The children of the detainees were killed to ensure that the next generation could not take revenge.
Duch described himself as “criminally responsible” for the deaths of the babies, but blamed his subordinates for beating them to death.
He said that the prison guards and interrogators themselves were killed for minor mistakes and showed rare emotion on the witness stand in June 2009 as he spoke of seeing his fellow revolutionaries locked up in his prison cells. Confessing to betraying his own friends, he said: “That was more than cowardly.”
When a guilty verdict was finally rendered against him in July 2010, he was sentenced to 35 years, reduced to just 19 because of the time served.
The justices said they considered the Cold War context of atrocities and cooperation and Duch’s expressions of remorse, limited as they were.
But outraged survivors feared that he might one day go free. On appeal, the sentence was extended in 2012 to life in prison for her “gruesome and heinous” crimes against the Cambodian people.
Like many key members of the Khmer Rouge, Duch was an academic before becoming a revolutionary.
The former math teacher joined Pol Pot’s movement in 1967, three years before the United States began bombing Cambodia to try to wipe out North Vietnamese troops and the Viet Cong within the border.
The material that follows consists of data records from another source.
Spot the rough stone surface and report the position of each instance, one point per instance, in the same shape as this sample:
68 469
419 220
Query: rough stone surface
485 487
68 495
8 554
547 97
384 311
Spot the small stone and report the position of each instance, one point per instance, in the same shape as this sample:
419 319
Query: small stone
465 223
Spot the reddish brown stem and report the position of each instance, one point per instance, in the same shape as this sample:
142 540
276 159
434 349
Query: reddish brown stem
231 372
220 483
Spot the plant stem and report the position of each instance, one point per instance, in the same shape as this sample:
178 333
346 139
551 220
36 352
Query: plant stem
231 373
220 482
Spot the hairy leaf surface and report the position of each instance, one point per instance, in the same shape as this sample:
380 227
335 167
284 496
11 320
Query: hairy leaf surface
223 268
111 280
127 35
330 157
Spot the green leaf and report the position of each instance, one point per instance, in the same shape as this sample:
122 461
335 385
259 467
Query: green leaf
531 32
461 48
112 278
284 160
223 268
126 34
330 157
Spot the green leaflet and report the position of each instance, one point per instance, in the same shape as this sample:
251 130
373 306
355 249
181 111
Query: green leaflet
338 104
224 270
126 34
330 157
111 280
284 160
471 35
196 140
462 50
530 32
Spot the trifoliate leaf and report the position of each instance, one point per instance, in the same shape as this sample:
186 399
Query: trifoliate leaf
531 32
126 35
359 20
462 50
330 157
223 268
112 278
The Khmer Rouge seized power in 1975 and immediately attempted a radical transformation of Cambodia into a peasant society, emptying cities and forcing the population to work the land in the country they renamed Democratic Kampuchea.
They backed their rule with ruthless elimination of perceived enemies, and by 1976, Duch was the trusted leader of their ultimate killing machine, S-21.
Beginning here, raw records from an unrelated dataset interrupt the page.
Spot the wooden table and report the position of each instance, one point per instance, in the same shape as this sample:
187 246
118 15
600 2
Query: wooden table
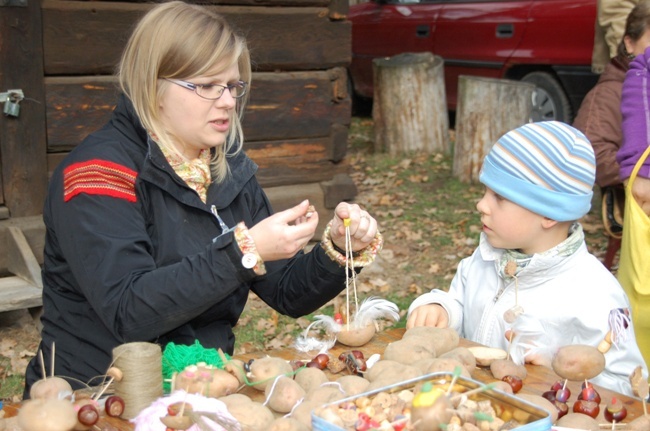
538 381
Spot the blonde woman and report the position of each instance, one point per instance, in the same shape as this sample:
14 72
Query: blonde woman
157 228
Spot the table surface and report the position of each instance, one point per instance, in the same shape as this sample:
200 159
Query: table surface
538 380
Court judges said he signed all executions there and was often present when interrogators used torture to extract confessions, which included pulling prisoners’ toenails, administering electric shocks and making submarines.
Despite his refusals, the judges said that at times he himself had participated in torture and executions.
The torture and executions that took place at Tuol Sleng were routinely recorded and photographed, and when the Khmer Rouge were ousted from power in 1979, the thousands of documents and film negatives left in the prison were turned into proof of the regime’s atrocities.
Duch fled, disappeared for nearly two decades in northwestern Cambodia and converted to Christianity until a chance discovery by a British journalist in 1999 led to his arrest.
Duch has apologized multiple times, even offering at one point to face a public stoning. But his surprise request on the last day of the trial to be acquitted and released left many wondering if his regret was sincere.